Et pendant quelques instants ils se regardèrent. Elle souriait, lui envoyant dans ce sourire toute sa reconnaissance, le remerciement de son cœur, et sa sympathie aussi, très sincère, très vive, devenue tendre. Il la contemplait, lui, avec des yeux qui la dévoraient. Il avait envie de tomber à ses pieds, de s’y rouler, de mordre sa robe, de crier quelque chose, et surtout de lui faire voir ce qu’il ne savait pas dire, ce qui était en lui des talons à la tête, dans son corps comme dans son âme, inexprimablement douloureux parce qu’il ne le pouvait montrer, son amour, son terrible et délicieux amour.

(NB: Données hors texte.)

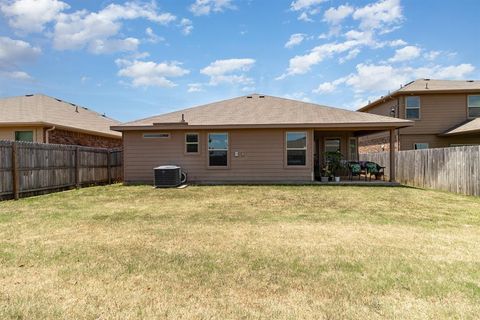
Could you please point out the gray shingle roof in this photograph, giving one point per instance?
(260, 110)
(44, 110)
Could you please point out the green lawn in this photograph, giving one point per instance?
(229, 252)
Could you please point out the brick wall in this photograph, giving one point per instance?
(374, 145)
(82, 139)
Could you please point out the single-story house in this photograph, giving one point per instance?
(40, 118)
(254, 138)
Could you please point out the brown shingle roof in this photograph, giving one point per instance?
(471, 126)
(265, 111)
(430, 86)
(44, 110)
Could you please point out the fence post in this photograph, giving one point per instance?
(77, 167)
(109, 167)
(15, 173)
(392, 155)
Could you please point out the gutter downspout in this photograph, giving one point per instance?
(46, 133)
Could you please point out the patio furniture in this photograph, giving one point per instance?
(355, 169)
(374, 169)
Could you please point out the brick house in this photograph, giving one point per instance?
(445, 113)
(40, 118)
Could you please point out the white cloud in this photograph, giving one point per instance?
(431, 55)
(15, 75)
(205, 7)
(14, 53)
(352, 54)
(195, 87)
(95, 30)
(335, 15)
(31, 15)
(152, 37)
(325, 87)
(379, 14)
(304, 17)
(149, 73)
(302, 64)
(229, 71)
(295, 40)
(187, 26)
(397, 43)
(405, 54)
(298, 5)
(101, 46)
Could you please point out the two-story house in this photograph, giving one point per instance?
(446, 113)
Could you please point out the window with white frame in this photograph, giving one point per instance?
(412, 107)
(26, 136)
(218, 149)
(191, 143)
(352, 148)
(296, 148)
(474, 106)
(156, 135)
(420, 146)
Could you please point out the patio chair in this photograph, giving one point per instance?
(354, 169)
(374, 169)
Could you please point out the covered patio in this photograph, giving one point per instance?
(345, 142)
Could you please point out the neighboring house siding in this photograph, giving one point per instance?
(263, 160)
(407, 142)
(438, 113)
(82, 139)
(8, 133)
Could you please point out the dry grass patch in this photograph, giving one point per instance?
(274, 252)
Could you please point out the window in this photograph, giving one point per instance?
(419, 146)
(352, 146)
(474, 106)
(332, 145)
(156, 135)
(24, 136)
(191, 143)
(218, 149)
(412, 107)
(296, 148)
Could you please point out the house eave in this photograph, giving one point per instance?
(319, 126)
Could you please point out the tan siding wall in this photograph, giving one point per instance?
(263, 160)
(8, 133)
(438, 112)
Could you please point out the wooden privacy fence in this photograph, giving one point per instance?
(455, 169)
(31, 168)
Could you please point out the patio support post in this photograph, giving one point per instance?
(392, 155)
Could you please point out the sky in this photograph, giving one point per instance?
(135, 59)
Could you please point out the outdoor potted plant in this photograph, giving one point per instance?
(325, 175)
(335, 164)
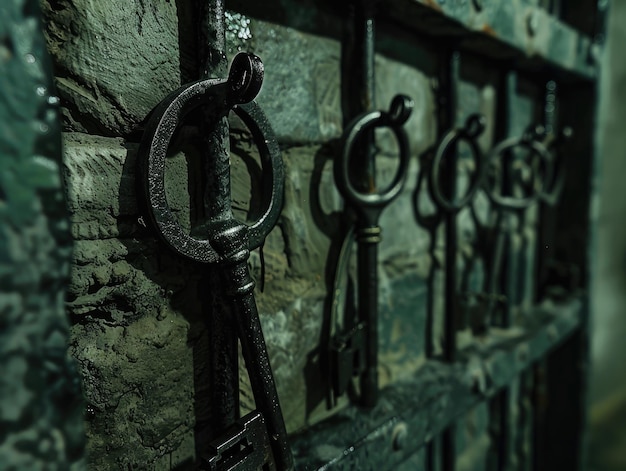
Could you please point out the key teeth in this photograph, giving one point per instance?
(400, 109)
(245, 77)
(475, 125)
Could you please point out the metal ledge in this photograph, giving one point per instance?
(511, 31)
(424, 405)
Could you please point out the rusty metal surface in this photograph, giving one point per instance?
(433, 399)
(511, 30)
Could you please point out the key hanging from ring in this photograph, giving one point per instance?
(443, 182)
(554, 140)
(355, 351)
(258, 439)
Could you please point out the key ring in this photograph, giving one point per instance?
(219, 96)
(529, 142)
(365, 202)
(474, 127)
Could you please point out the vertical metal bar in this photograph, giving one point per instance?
(450, 77)
(447, 120)
(240, 287)
(501, 405)
(358, 81)
(224, 370)
(358, 96)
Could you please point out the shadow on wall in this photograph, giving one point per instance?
(607, 417)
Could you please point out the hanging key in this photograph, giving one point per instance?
(368, 204)
(223, 240)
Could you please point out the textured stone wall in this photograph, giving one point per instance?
(138, 331)
(40, 399)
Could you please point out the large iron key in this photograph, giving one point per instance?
(368, 206)
(223, 240)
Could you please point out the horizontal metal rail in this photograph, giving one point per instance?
(411, 412)
(509, 30)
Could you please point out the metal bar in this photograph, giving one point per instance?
(357, 440)
(495, 33)
(450, 76)
(358, 96)
(367, 262)
(240, 286)
(224, 370)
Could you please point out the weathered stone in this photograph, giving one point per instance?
(114, 61)
(40, 398)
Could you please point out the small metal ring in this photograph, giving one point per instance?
(474, 126)
(536, 148)
(400, 111)
(552, 194)
(153, 150)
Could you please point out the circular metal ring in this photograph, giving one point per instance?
(153, 150)
(400, 111)
(537, 149)
(472, 129)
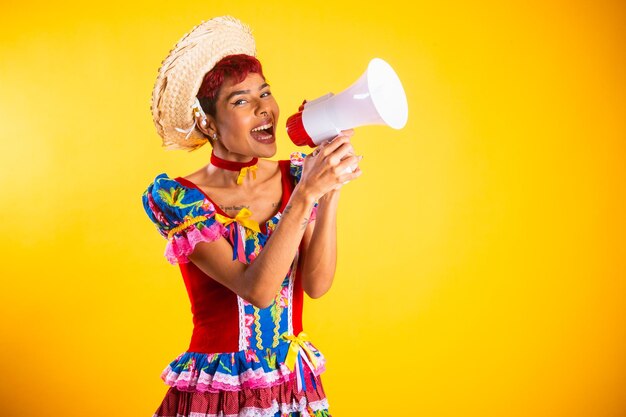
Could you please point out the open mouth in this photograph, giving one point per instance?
(263, 133)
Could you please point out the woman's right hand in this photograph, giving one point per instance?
(330, 166)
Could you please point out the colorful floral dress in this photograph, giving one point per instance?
(242, 360)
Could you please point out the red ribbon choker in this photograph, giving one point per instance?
(231, 165)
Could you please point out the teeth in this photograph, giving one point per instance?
(267, 126)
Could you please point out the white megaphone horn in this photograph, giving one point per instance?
(376, 98)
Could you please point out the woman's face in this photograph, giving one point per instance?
(245, 117)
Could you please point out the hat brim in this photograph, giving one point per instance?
(182, 72)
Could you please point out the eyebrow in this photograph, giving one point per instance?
(242, 92)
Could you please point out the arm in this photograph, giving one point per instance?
(259, 281)
(319, 249)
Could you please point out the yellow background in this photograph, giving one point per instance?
(482, 253)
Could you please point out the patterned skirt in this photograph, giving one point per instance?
(283, 400)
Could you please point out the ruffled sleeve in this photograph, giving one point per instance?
(295, 169)
(184, 216)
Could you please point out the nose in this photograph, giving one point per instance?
(263, 110)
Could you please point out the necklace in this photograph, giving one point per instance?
(242, 167)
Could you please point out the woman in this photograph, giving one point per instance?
(250, 235)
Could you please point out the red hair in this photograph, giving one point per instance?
(234, 67)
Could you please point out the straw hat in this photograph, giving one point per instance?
(182, 72)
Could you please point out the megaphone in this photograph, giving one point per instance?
(376, 98)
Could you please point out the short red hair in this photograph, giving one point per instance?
(235, 67)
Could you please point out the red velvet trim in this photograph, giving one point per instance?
(214, 307)
(215, 313)
(231, 165)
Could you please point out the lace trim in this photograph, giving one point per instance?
(300, 407)
(243, 345)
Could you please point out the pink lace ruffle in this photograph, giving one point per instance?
(179, 248)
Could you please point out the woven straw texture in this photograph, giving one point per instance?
(182, 72)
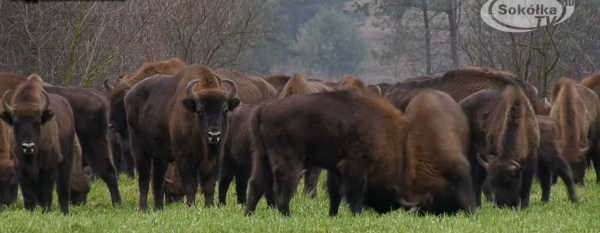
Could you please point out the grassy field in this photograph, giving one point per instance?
(98, 215)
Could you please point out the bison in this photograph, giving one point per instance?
(576, 108)
(116, 95)
(360, 139)
(9, 185)
(90, 111)
(505, 132)
(179, 118)
(80, 177)
(461, 83)
(43, 132)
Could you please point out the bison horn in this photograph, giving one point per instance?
(46, 102)
(5, 104)
(190, 89)
(378, 90)
(482, 162)
(233, 86)
(107, 85)
(408, 204)
(517, 165)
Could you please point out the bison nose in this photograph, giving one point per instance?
(214, 136)
(28, 148)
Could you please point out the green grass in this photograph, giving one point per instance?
(98, 215)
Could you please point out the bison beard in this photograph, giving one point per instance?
(360, 139)
(42, 142)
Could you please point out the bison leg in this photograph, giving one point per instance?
(95, 151)
(545, 177)
(209, 182)
(241, 185)
(225, 180)
(311, 181)
(158, 181)
(528, 177)
(45, 183)
(189, 179)
(144, 167)
(62, 186)
(260, 181)
(334, 185)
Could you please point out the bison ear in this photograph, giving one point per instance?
(233, 103)
(47, 116)
(6, 117)
(189, 104)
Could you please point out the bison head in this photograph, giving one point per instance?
(117, 116)
(505, 175)
(8, 183)
(211, 108)
(27, 121)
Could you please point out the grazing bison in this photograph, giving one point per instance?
(9, 185)
(90, 111)
(179, 118)
(461, 83)
(550, 160)
(575, 107)
(505, 132)
(80, 177)
(354, 134)
(43, 133)
(173, 190)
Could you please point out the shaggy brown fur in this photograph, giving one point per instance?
(90, 111)
(576, 109)
(173, 190)
(355, 134)
(8, 177)
(550, 160)
(504, 131)
(462, 83)
(80, 177)
(251, 89)
(170, 123)
(47, 158)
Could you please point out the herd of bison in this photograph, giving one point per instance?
(426, 145)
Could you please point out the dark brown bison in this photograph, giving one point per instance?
(360, 139)
(116, 95)
(43, 131)
(80, 177)
(9, 185)
(173, 190)
(461, 83)
(90, 111)
(179, 118)
(504, 131)
(575, 107)
(550, 160)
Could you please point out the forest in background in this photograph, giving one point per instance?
(83, 43)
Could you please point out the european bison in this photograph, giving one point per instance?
(504, 131)
(181, 118)
(9, 185)
(461, 83)
(116, 96)
(575, 107)
(90, 111)
(80, 177)
(43, 131)
(360, 139)
(550, 160)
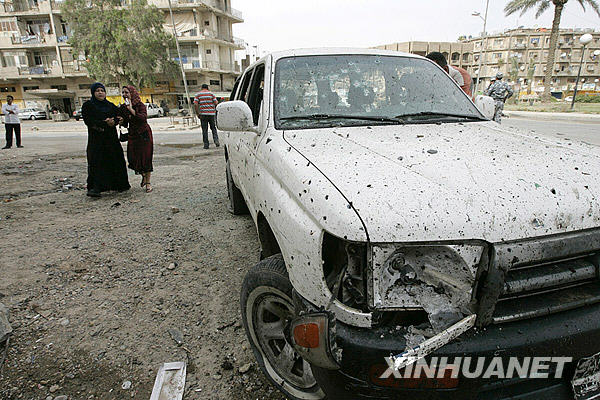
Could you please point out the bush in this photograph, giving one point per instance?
(587, 99)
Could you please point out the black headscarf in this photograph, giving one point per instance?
(103, 106)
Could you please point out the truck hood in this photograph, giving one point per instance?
(457, 181)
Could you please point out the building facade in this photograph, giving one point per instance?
(458, 54)
(521, 54)
(39, 69)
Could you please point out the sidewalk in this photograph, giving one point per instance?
(547, 116)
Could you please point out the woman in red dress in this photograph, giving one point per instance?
(133, 115)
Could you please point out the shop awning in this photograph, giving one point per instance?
(217, 94)
(51, 93)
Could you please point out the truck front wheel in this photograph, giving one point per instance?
(266, 302)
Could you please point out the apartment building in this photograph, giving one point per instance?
(458, 54)
(521, 54)
(39, 69)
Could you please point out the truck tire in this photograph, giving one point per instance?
(237, 204)
(266, 303)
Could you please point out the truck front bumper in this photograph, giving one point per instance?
(574, 334)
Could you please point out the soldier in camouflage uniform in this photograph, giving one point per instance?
(499, 91)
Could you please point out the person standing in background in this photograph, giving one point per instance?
(12, 123)
(205, 105)
(500, 91)
(455, 74)
(106, 163)
(140, 146)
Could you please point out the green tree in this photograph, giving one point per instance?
(523, 6)
(127, 44)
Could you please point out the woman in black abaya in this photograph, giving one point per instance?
(106, 163)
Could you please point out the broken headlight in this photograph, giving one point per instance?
(344, 271)
(437, 279)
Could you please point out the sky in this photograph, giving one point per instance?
(284, 24)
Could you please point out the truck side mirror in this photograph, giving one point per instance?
(235, 116)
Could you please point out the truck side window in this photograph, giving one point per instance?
(256, 92)
(235, 86)
(243, 92)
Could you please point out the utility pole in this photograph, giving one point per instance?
(187, 93)
(483, 39)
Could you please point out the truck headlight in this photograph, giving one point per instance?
(438, 279)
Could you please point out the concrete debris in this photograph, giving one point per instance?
(176, 335)
(245, 368)
(170, 382)
(430, 345)
(5, 328)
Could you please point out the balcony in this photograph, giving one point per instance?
(39, 70)
(73, 68)
(48, 40)
(195, 63)
(19, 6)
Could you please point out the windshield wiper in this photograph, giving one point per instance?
(438, 114)
(342, 116)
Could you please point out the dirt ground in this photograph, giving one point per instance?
(98, 289)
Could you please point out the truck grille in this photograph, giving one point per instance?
(537, 289)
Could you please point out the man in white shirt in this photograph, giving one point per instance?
(454, 73)
(11, 122)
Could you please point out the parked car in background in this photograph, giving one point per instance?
(389, 209)
(154, 110)
(32, 114)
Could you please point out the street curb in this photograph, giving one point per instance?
(546, 116)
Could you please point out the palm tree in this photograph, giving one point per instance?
(542, 5)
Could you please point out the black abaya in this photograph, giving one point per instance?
(106, 162)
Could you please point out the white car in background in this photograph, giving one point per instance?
(154, 110)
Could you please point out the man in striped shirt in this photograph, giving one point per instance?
(205, 105)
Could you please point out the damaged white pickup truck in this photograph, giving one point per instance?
(392, 215)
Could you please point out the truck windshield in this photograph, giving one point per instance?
(348, 90)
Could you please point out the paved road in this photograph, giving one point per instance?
(588, 132)
(54, 137)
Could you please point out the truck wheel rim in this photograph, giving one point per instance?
(270, 313)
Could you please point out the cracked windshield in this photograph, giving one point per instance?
(319, 91)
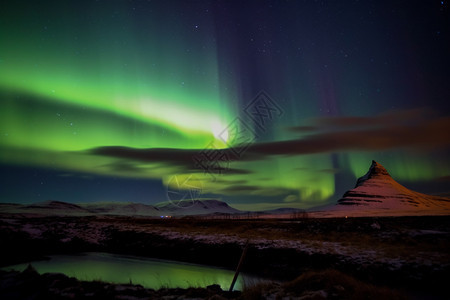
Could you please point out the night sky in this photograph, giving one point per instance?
(264, 104)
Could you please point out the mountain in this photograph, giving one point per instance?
(196, 207)
(50, 207)
(183, 208)
(377, 190)
(121, 209)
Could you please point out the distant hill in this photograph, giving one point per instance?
(377, 192)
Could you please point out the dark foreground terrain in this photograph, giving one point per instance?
(316, 258)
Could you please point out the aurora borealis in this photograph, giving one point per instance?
(107, 100)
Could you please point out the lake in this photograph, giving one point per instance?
(148, 272)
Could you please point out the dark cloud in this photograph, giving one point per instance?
(413, 129)
(416, 134)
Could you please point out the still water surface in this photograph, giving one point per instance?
(148, 272)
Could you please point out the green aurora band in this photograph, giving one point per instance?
(68, 86)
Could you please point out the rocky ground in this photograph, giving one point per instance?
(410, 254)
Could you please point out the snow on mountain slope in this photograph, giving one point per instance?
(378, 190)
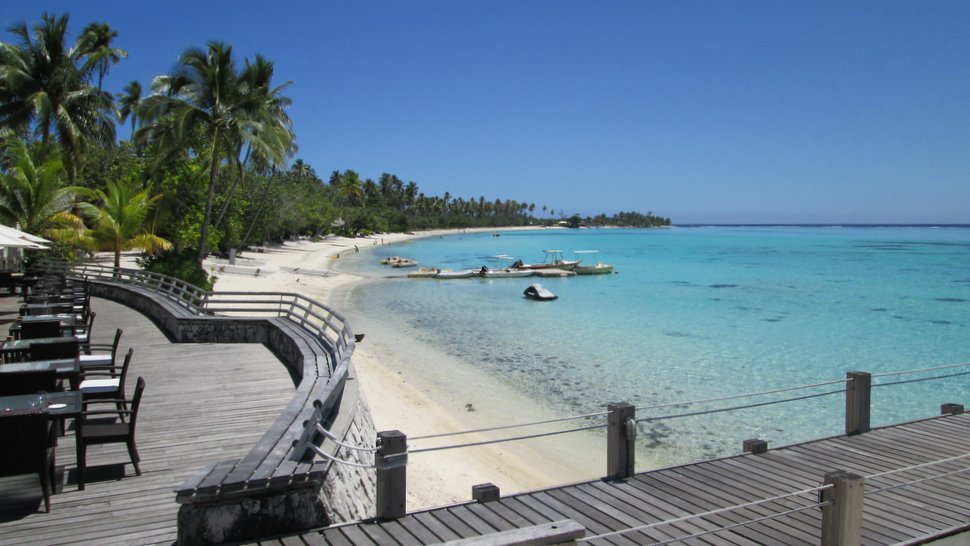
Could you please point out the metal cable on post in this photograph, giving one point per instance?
(920, 379)
(715, 512)
(333, 438)
(917, 466)
(506, 427)
(921, 370)
(745, 395)
(733, 408)
(503, 440)
(917, 481)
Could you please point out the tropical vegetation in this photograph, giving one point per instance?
(211, 164)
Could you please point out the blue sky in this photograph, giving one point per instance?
(713, 111)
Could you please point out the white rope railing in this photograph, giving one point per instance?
(331, 458)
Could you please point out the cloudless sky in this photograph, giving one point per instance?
(703, 111)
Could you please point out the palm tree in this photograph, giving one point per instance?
(95, 47)
(32, 191)
(350, 188)
(129, 101)
(119, 221)
(205, 96)
(42, 91)
(268, 102)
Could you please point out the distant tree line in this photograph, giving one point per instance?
(211, 164)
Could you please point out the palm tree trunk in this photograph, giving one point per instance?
(259, 208)
(204, 232)
(232, 190)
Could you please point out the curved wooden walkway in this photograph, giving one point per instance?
(202, 402)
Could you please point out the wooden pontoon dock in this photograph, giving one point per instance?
(211, 401)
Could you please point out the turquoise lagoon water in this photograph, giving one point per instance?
(701, 312)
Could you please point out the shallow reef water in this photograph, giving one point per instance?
(701, 312)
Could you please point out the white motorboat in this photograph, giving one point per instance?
(592, 265)
(553, 260)
(504, 271)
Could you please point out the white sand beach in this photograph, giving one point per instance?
(418, 390)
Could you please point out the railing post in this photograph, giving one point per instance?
(857, 401)
(842, 517)
(391, 462)
(621, 440)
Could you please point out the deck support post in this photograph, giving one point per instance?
(621, 440)
(486, 492)
(842, 517)
(858, 390)
(755, 446)
(951, 409)
(391, 462)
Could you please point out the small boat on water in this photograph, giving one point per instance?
(446, 274)
(424, 273)
(537, 292)
(553, 260)
(504, 271)
(594, 268)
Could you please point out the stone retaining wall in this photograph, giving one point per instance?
(346, 493)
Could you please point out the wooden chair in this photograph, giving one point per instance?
(82, 332)
(92, 432)
(40, 328)
(13, 383)
(107, 383)
(101, 355)
(32, 451)
(54, 350)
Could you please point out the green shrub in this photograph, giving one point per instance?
(181, 265)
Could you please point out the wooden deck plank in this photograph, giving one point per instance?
(625, 497)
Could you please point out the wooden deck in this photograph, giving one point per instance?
(203, 402)
(892, 516)
(212, 401)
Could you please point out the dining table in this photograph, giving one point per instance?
(64, 368)
(68, 322)
(13, 350)
(61, 405)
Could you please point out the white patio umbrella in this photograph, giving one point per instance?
(17, 234)
(13, 242)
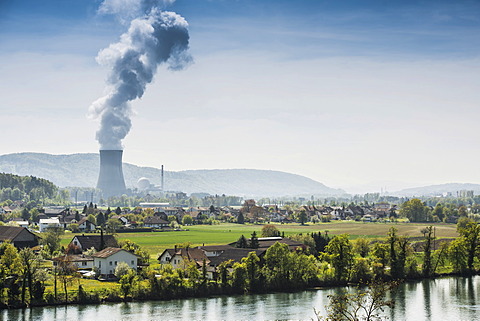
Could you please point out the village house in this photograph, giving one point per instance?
(107, 260)
(20, 237)
(98, 242)
(81, 261)
(46, 223)
(85, 225)
(155, 222)
(214, 255)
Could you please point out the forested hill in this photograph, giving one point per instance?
(82, 170)
(14, 187)
(441, 189)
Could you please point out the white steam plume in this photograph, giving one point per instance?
(154, 38)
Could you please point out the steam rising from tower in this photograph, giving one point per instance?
(110, 179)
(153, 37)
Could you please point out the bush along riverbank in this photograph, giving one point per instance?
(336, 261)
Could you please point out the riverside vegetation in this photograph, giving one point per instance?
(25, 280)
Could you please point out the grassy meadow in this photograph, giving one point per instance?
(156, 242)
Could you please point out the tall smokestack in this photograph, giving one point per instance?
(163, 180)
(110, 179)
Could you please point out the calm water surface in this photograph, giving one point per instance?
(441, 299)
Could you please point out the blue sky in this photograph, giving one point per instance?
(355, 94)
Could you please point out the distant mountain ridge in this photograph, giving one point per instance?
(440, 189)
(82, 170)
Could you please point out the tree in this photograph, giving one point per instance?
(302, 217)
(113, 225)
(471, 236)
(239, 276)
(51, 238)
(398, 253)
(254, 243)
(438, 211)
(253, 270)
(457, 254)
(362, 246)
(223, 272)
(25, 214)
(362, 305)
(241, 242)
(100, 219)
(341, 256)
(92, 219)
(277, 266)
(270, 230)
(414, 210)
(30, 265)
(427, 267)
(121, 269)
(187, 220)
(66, 271)
(128, 282)
(240, 218)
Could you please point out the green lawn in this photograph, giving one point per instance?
(156, 242)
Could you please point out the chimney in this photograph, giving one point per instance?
(110, 178)
(163, 180)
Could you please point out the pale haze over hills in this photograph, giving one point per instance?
(344, 92)
(81, 170)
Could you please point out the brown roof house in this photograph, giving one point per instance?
(155, 222)
(98, 242)
(107, 260)
(81, 261)
(215, 254)
(20, 237)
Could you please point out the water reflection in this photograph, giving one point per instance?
(442, 299)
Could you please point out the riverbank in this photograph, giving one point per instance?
(449, 298)
(106, 295)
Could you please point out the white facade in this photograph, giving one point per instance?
(46, 223)
(107, 265)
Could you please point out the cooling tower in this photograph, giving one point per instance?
(110, 178)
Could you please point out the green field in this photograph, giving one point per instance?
(156, 242)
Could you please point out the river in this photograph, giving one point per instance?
(451, 298)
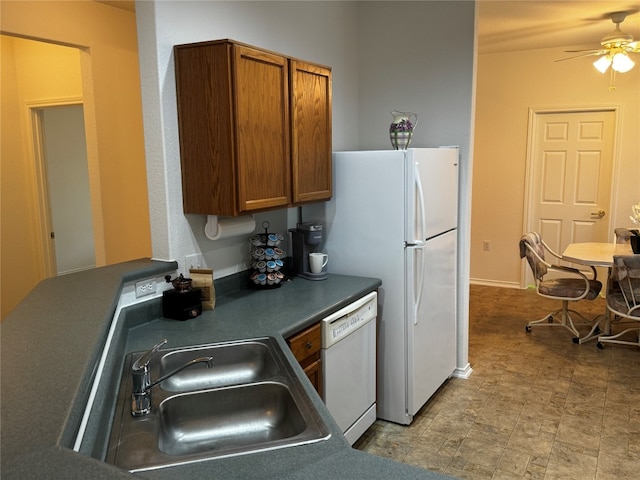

Mais elle le comprenait sans qu’il s’exprimât, comme un tireur devine que sa balle a fait un trou juste à la place de la mouche noire du carton. Il n’y avait plus rien dans cet homme, rien qu’Elle. Il était à elle plus qu’elle-même. Et elle était contente, et elle le trouvait charmant.

Elle lui dit, avec bonne humeur :

— Alors c’est entendu, nous faisons cette partie.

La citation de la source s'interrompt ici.